It may not be laundering the way the taxman would salivate to read about increasing number of Indians are spending money on laundry but thanks to the hectic city life and efficient services offered by chains that are opening shops.

delhi Updated: May 16, 2012 10:37 IST

It may not be laundering the way the taxman would salivate to read about increasing number of Indians are spending money on laundry but thanks to the hectic city life and efficient services offered by chains that are opening shops.

Laundry services across the country are becoming popular with working people and bachelors.

'Four Seasons,' a dry cleaning company in the capital says it continues to make profits despite charging high rates for its services.

Rates for shirts range between Rs 60 and Rs 80, trousers are charged Rs 110 per pair and charges for dry-cleaning one panel of curtain costs Rs 160.

"Many people come to our shop for laundry and dry cleaning and most of them are working couples. We also have home delivery facilities at nominal rates," says a staff member.

Market Research company A C Nielson pegs the country's dry-cleaning and laundry industry approximately between Rs 3,000 and Rs 3,500 crores.

The latest to open a chain in the capital is 'Wardrobe,' a chain in collaboration between Australian dry-cleaning and laundry major Brown Gouge and Delhi-based Diamond Fabcare.

According to B L Bajaj, Director of Wardrobe, the daily demand for laundry is expected to rise at 20-25 per cent annually.

Laundry care in India, he says has grown 8 per cent in current value terms in 2007 to reach Rs 84 billion.

While laundry services make life easy for people it also bring profits not only to dry cleaners but also to local dhobis. Usually people living in residential areas fix dhobis to wash their cloths and pay them a monthly fee.

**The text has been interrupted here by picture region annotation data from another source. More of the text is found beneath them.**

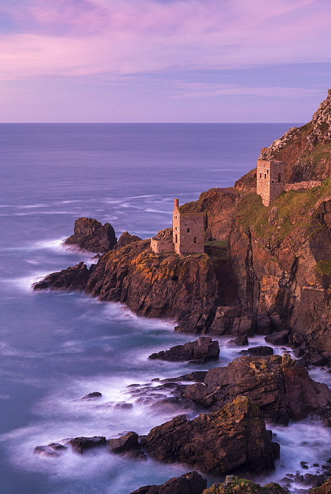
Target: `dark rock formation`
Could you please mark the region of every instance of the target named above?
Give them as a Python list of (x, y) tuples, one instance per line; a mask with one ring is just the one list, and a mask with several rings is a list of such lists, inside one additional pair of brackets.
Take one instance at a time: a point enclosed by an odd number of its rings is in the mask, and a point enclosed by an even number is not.
[(92, 218), (79, 218), (75, 222), (74, 232), (65, 243), (78, 245), (85, 250), (108, 252), (116, 245), (115, 232), (109, 223), (103, 225)]
[(98, 446), (104, 446), (106, 445), (106, 438), (102, 436), (93, 436), (92, 437), (75, 437), (70, 439), (65, 443), (71, 446), (74, 451), (82, 454), (88, 450)]
[(210, 369), (204, 384), (188, 386), (182, 393), (212, 410), (239, 395), (257, 403), (266, 420), (284, 424), (311, 412), (323, 414), (331, 402), (326, 384), (313, 381), (288, 355), (239, 357), (226, 367)]
[(328, 479), (320, 487), (314, 487), (310, 494), (330, 494), (331, 493), (331, 478)]
[(114, 453), (124, 453), (125, 456), (139, 459), (147, 459), (138, 441), (138, 436), (135, 432), (128, 432), (125, 436), (116, 439), (109, 439), (109, 449)]
[(217, 341), (212, 341), (210, 336), (200, 336), (196, 341), (177, 345), (170, 350), (152, 353), (149, 359), (159, 359), (171, 362), (195, 361), (202, 363), (207, 360), (218, 358), (219, 346)]
[(130, 235), (128, 232), (123, 232), (114, 248), (121, 248), (122, 247), (125, 247), (132, 242), (136, 242), (141, 240), (140, 237), (137, 237), (136, 235)]
[(274, 349), (271, 346), (252, 346), (248, 352), (248, 355), (272, 355)]
[(92, 393), (87, 393), (87, 395), (84, 395), (84, 396), (82, 396), (81, 398), (80, 398), (79, 401), (89, 401), (91, 400), (98, 400), (102, 396), (102, 395), (99, 391), (93, 391)]
[(207, 481), (197, 472), (174, 477), (161, 486), (145, 486), (131, 494), (202, 494)]
[[(203, 494), (288, 494), (279, 484), (269, 482), (264, 487), (246, 479), (240, 479), (234, 475), (227, 475), (225, 482), (217, 482), (204, 491)], [(317, 493), (316, 493), (317, 494)], [(324, 494), (324, 493), (323, 493)]]
[(246, 334), (242, 334), (241, 336), (238, 336), (234, 340), (230, 340), (230, 341), (228, 341), (229, 345), (236, 345), (238, 346), (245, 346), (246, 345), (248, 345), (248, 338)]
[(179, 461), (216, 475), (272, 469), (279, 447), (272, 443), (257, 405), (244, 396), (193, 420), (176, 417), (152, 429), (141, 444), (155, 459)]
[(289, 331), (280, 331), (266, 336), (264, 338), (267, 343), (272, 345), (287, 345), (289, 342)]
[(210, 326), (211, 334), (251, 335), (255, 322), (240, 307), (218, 307)]

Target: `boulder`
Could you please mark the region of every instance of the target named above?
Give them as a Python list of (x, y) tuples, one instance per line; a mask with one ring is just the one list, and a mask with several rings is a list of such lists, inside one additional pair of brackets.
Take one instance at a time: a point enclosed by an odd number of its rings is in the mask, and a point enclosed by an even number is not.
[(121, 436), (115, 439), (109, 439), (109, 449), (114, 453), (125, 453), (125, 455), (130, 458), (147, 459), (138, 441), (138, 434), (131, 431), (125, 436)]
[(99, 391), (93, 391), (92, 393), (88, 393), (87, 395), (84, 395), (84, 396), (82, 396), (81, 398), (80, 398), (79, 401), (82, 401), (83, 400), (87, 400), (89, 401), (91, 400), (98, 400), (99, 398), (101, 398), (102, 395)]
[(66, 444), (70, 445), (76, 453), (83, 454), (87, 450), (105, 446), (106, 438), (103, 436), (93, 436), (92, 437), (82, 436), (70, 439)]
[(128, 232), (123, 232), (114, 248), (121, 248), (121, 247), (128, 245), (129, 244), (141, 240), (140, 237), (137, 237), (136, 235), (130, 235)]
[(248, 338), (247, 334), (242, 334), (234, 340), (230, 340), (228, 341), (229, 345), (236, 345), (238, 346), (245, 346), (248, 345)]
[(141, 487), (131, 494), (202, 494), (207, 486), (206, 479), (197, 472), (189, 472), (174, 477), (161, 486)]
[(114, 248), (117, 240), (110, 223), (102, 225), (92, 218), (79, 218), (75, 222), (74, 235), (65, 244), (78, 245), (90, 252), (106, 252)]
[(286, 345), (289, 342), (289, 331), (280, 331), (272, 333), (264, 338), (267, 343), (272, 345)]
[(274, 468), (279, 448), (272, 444), (258, 407), (245, 396), (193, 420), (179, 415), (154, 427), (140, 444), (154, 459), (185, 463), (214, 475), (236, 468), (268, 471)]
[(33, 451), (35, 454), (40, 454), (42, 456), (52, 456), (53, 458), (58, 457), (58, 453), (51, 448), (50, 446), (37, 446)]
[(331, 477), (319, 487), (314, 487), (310, 494), (330, 494), (331, 493)]
[(204, 383), (187, 386), (182, 396), (216, 410), (239, 395), (256, 402), (266, 420), (287, 424), (330, 404), (326, 384), (313, 381), (289, 355), (240, 357), (226, 367), (209, 369)]
[(234, 475), (227, 475), (225, 482), (216, 482), (203, 494), (288, 494), (279, 484), (269, 482), (264, 487), (246, 479), (240, 479)]
[(219, 355), (218, 342), (212, 341), (210, 336), (200, 336), (196, 341), (177, 345), (166, 351), (152, 353), (148, 358), (171, 362), (193, 360), (200, 363), (207, 360), (217, 359)]
[(272, 355), (274, 349), (271, 346), (252, 346), (248, 349), (248, 355)]

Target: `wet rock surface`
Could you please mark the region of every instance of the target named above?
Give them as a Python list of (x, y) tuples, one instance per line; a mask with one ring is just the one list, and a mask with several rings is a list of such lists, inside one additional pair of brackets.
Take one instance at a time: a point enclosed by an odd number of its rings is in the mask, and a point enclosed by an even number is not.
[(202, 494), (207, 481), (197, 472), (174, 477), (160, 486), (145, 486), (131, 494)]
[(288, 494), (279, 484), (270, 482), (264, 487), (250, 480), (241, 479), (234, 475), (227, 475), (225, 481), (217, 482), (206, 489), (203, 494)]
[(136, 432), (130, 431), (115, 439), (108, 439), (110, 451), (114, 453), (125, 453), (127, 457), (146, 460), (146, 454), (141, 449)]
[(176, 417), (152, 429), (141, 445), (154, 459), (218, 475), (239, 468), (254, 473), (272, 469), (279, 448), (272, 443), (258, 407), (243, 396), (193, 420)]
[(219, 355), (218, 342), (213, 341), (211, 337), (200, 336), (196, 341), (177, 345), (170, 350), (152, 353), (148, 358), (171, 362), (194, 361), (197, 363), (202, 363), (207, 360), (217, 360)]
[(114, 248), (121, 248), (122, 247), (125, 247), (125, 246), (128, 245), (129, 244), (136, 242), (141, 240), (140, 237), (137, 237), (136, 235), (131, 235), (128, 232), (123, 232)]
[(73, 451), (80, 454), (91, 448), (106, 445), (106, 438), (103, 436), (93, 436), (92, 437), (75, 437), (70, 439), (65, 444), (71, 446)]
[(327, 412), (331, 402), (326, 384), (316, 382), (288, 355), (240, 357), (226, 367), (210, 369), (204, 383), (188, 386), (182, 396), (215, 410), (239, 395), (258, 404), (266, 420), (287, 424), (310, 412)]
[(74, 235), (65, 244), (76, 245), (91, 252), (105, 252), (114, 248), (117, 239), (109, 223), (102, 225), (92, 218), (79, 218), (75, 222)]

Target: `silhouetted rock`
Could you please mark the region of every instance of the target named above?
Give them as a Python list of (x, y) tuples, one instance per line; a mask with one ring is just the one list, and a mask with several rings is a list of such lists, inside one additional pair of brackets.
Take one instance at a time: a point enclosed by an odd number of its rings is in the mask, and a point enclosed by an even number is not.
[(229, 345), (237, 345), (238, 346), (244, 346), (248, 345), (248, 338), (247, 334), (242, 334), (234, 340), (228, 341)]
[(161, 486), (145, 486), (131, 494), (202, 494), (207, 481), (197, 472), (174, 477)]
[(166, 351), (152, 353), (148, 358), (171, 362), (193, 360), (203, 363), (207, 360), (217, 360), (219, 355), (218, 342), (212, 341), (210, 336), (200, 336), (196, 341), (177, 345)]
[(147, 456), (138, 441), (138, 434), (133, 431), (128, 432), (115, 439), (109, 439), (109, 449), (112, 453), (125, 453), (125, 456), (132, 458), (147, 459)]
[(271, 346), (252, 346), (248, 352), (249, 355), (272, 355), (274, 349)]
[(79, 401), (87, 400), (89, 401), (91, 400), (98, 400), (99, 398), (101, 398), (102, 396), (102, 395), (101, 393), (98, 391), (93, 391), (92, 393), (88, 393), (87, 395), (82, 396), (81, 398), (80, 398)]
[(104, 446), (106, 445), (106, 438), (103, 436), (93, 436), (92, 437), (75, 437), (70, 440), (67, 443), (73, 448), (74, 451), (77, 453), (83, 454), (87, 450), (98, 446)]
[(183, 398), (216, 410), (239, 395), (256, 402), (266, 420), (287, 424), (310, 412), (320, 413), (331, 402), (326, 384), (313, 381), (290, 355), (241, 357), (226, 367), (210, 369), (204, 383), (186, 387)]
[(289, 342), (289, 331), (280, 331), (279, 332), (273, 333), (264, 338), (267, 343), (272, 345), (286, 345)]
[(130, 235), (128, 232), (123, 232), (114, 248), (121, 248), (122, 247), (128, 245), (129, 244), (131, 244), (132, 242), (136, 242), (138, 240), (141, 240), (139, 237), (137, 237), (136, 235)]
[(216, 482), (203, 494), (288, 494), (279, 484), (269, 482), (264, 487), (246, 479), (238, 478), (234, 475), (227, 475), (225, 482)]
[(116, 245), (114, 228), (109, 223), (102, 225), (92, 218), (79, 218), (75, 222), (74, 234), (65, 244), (76, 245), (91, 252), (105, 252)]
[(244, 396), (193, 420), (179, 415), (154, 427), (141, 443), (150, 456), (219, 475), (236, 468), (251, 473), (274, 467), (279, 445), (272, 444), (260, 410)]

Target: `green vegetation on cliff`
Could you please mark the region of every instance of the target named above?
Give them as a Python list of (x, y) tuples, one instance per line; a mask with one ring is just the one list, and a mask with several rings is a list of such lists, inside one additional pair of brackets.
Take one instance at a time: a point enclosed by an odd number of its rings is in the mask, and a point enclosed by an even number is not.
[(247, 233), (254, 231), (265, 241), (281, 241), (290, 235), (293, 242), (302, 243), (324, 229), (317, 223), (315, 206), (330, 194), (331, 178), (310, 190), (283, 192), (267, 207), (259, 196), (245, 194), (238, 204), (237, 218)]

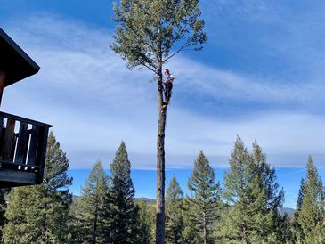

Another popular company Bee Kay Dyers and Dry Cleaners say that people nowadays are spending on laundry and dry cleaning happily and without remorse. "We get many sufficient orders from customers for dry cleaning and laundry. There is not a single day when we do not get customers," says a staff member.

"Both my husband and I are working and I cannot spend my time washing clothes after office so I don't mind paying money to dhobi or laundry as it is big relief for me and my family," says Divya Nair, an executive.

Similarly, Mayank Dohare, an engineer feels that it is satisfying to avail of laundry services.

"I am a bachelor, and I find it very difficult if my dhobi doesnt come to wash my cloths even a single day. Nowadays laundry is like a lifeline not only for bachelors but others too," says Dohare.

Raju, a local dhobi in Sarita Vihar is very happy because his dhobi business is flourishing by each passing day. "When I began the dhobi business in Sarita Vihar, I never expected that it would be profitable but now people from all blocks give me clothes to wash and it leads to good amount of profit," he says.

Sushma Mehra, a housewife and mother of two children says she cannot imagine a life without a dhobi. "Everyday I have bundles of cloths for washing, and I am relieved that dhobi services are available in India. Money is not a criteria, and I really dont mind paying but services should be good. Dhobi services are big relief for everyone especially for housewives."